Behavioral and Physical Care Coordination Gets Real in the Pacific Northwest

Feb. 25, 2020
Using a care coordination tool to better facilitate transitions of behavioral health patients between hospitals and other facilities has helped reduce ED visits in Washington State

In King County, Washington, Navos Mental Health Solutions, a community mental health agency, specializes in serving patients with moderate to severe mental health illnesses and substance use disorders (SUDs). Inclusive of an outpatient mental health clinical, inpatient involuntary psychiatric hospital, intensive community-based support programs, and afterhours triage services, Navos works to provide its patients with whole-person care—including mental, physical, and behavioral healthcare.

However, as is the case for many mental health providers, tracking these patients can be quite difficult, as many of them transition regularly between hospital visits and specialized behavioral care. What’s more, Navos providers were lacking needed insight into key patient histories—including medical records, lab values, medications, and possible SUDs. As such, organizational leaders turned to a care collaboration platform from Utah-based solutions provider Collective Medical to better facilitate transitions of behavioral health patients between hospitals and other facilities.

“One of the big challenges we have without interoperability in healthcare is that you just don’t know when your client goes into the hospital, yet you still have a responsibility to see him or her. So [this platform] really helped us address that issue by [giving] us real-time notifications when our clients were in the ED or hospital,” says Matt Weltner, director of IT at Navos.

Oftentimes, adds Riley Barton, systems analyst at Navos, when the organization’s clients go to the ED, they’re not necessarily getting the best care for their health needs, so it helps Navos target those clients who are utilizing ED services with the goal to get them into Navos’ primary care services, located onsite at its main outpatient center.

With the care collaboration platform, case managers and social workers at Navos could pull regular reports to find and identify their patients at highest risk and work collaboratively with clinical supervisors, medical directors, pharmacists, psych nurses, and members of the King County Public Health department to determine the best plans of care for each patient. These care plans were then housed in the Collective platform.

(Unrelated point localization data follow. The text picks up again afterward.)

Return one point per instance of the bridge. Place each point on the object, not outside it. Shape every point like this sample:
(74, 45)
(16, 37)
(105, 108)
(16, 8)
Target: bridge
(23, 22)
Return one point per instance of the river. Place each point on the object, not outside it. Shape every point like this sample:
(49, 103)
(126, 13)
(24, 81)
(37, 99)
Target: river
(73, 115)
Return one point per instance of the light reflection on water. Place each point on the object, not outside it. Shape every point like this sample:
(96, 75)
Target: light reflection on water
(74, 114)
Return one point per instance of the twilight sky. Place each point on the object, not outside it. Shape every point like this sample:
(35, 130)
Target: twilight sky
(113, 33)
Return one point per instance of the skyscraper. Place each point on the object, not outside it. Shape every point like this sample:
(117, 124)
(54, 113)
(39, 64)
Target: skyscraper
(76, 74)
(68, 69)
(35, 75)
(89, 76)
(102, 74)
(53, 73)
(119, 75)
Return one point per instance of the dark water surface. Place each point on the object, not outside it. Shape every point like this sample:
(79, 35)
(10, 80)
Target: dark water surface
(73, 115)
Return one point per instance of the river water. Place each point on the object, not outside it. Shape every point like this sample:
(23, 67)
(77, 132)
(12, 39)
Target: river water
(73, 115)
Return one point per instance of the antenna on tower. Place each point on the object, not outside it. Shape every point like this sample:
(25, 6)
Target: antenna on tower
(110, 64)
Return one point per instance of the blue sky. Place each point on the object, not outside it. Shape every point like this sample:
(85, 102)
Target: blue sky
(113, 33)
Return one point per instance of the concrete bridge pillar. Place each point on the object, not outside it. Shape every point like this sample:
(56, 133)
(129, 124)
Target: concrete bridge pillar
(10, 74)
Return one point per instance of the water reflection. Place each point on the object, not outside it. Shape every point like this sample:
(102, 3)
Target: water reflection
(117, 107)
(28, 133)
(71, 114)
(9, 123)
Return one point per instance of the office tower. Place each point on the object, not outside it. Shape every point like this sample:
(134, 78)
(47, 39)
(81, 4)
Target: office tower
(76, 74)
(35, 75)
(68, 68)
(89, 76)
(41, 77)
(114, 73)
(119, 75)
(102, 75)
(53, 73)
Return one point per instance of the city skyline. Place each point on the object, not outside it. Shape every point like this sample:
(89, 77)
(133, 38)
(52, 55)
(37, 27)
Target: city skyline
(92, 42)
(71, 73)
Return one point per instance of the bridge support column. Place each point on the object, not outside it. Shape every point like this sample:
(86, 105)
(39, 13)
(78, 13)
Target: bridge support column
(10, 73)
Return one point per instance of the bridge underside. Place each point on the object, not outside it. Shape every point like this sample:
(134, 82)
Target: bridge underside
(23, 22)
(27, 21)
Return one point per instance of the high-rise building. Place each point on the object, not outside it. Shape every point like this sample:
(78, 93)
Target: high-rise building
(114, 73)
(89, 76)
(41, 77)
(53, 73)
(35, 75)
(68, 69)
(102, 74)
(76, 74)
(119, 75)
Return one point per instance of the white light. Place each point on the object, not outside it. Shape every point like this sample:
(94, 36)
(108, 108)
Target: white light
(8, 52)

Another key element is having a nurse care manager who is put in the adult outpatient clinic to bridge medical and mental healthcare. Some of Navos’ clients end up in the ED upwards of 100 times a year, leading to the nurse care manager to focus on these folks specifically, aiming to ensure they have appropriate primary care with the goal to reduce ED visits. While Navos leaders credit the nurse care manager, Stephanie Eller, R.N., for her efforts in this area, they admit that the ED high-utilizers can be the most difficult group to manage.

“We are talking about dementia, drug abuse, severe trauma, and mental health issues. It’s really hard to engage someone in a  service when they are homeless, for instance,” notes Jennifer Neumann, licensed independent clinical social worker and clinical systems analyst at Navos. This recognition has led the organization to additionally look at moderate ED users, rather than just the “frequent flyers.”

Barton explains that from reports built in the care management tool, Navos was able to stratify its clients into three different categories determined on how many ED visits they have each year. A deeper look into the data revealed that 50 percent of Navos patients with an ED visit are high-utilizers, 65 percent of ED visits are by high-utilizers, and 18 percent of all active clients are high-utilizers.

At the same time, the idea is to treat someone who visits the ED 85 times a year differently than someone who goes four times a year, Barton says. “We ultimately want to reduce all those ED visits so we can provide the best care through primary care services, but the idea here was to take these different groups of people and stratify how we treat that cohort, because there are fundamentally different issues [for each segment],” he says.

Some of the results touted by Navos leaders help prove that navigating the coordination of care for behavioral health patients can be quite beneficial. For instance, when Navos was notified by the care management tool that a client was at the ED, it became twice as likely that the client would receive appropriate follow-up care within 30 days. Before implementing the tool, Navos would get an alert that one of its clients was in the ED or hospital, but that notification might come days after the admission occurred. What’s more, the organization saw a 15 percent increase in follow-up rates within seven days of hospital discharge, from 37 percent to 52 percent.

Navos executives also contend that they now have the ability to predict which patients will visit the ED in the next 60 days with 92 percent accuracy. A key factor in this predictive work is understanding patients’ patterns of ED utilization as well as which social determinants of health are contributing to the problem.

Indeed, going forward, tracking client ED use over time is an area that Navos leaders are particularly interested in, as they realize that as years of this data piles up, more actionable insights will be gained. If a set of clients had twice the amount of ED visits in 2019 versus 2018, for example, can an assessment be built and given to clinicians to try to identify any commonalities among these individuals? Barton believes that trends will ultimately be uncovered, such as more frequent ED visits will be associated with housing insecurities or not being engaged in peer services. 

“We knew we needed to reengage clients and help them adapt their behavior so that they wouldn’t end up back in the ED,” says Neumann. For example, she offers, is a person presenting at the hospital because they see it as a safe place where they can get food? If that’s the case, “let’s engage with the patient to see what else we can do to help address the root of the problem.”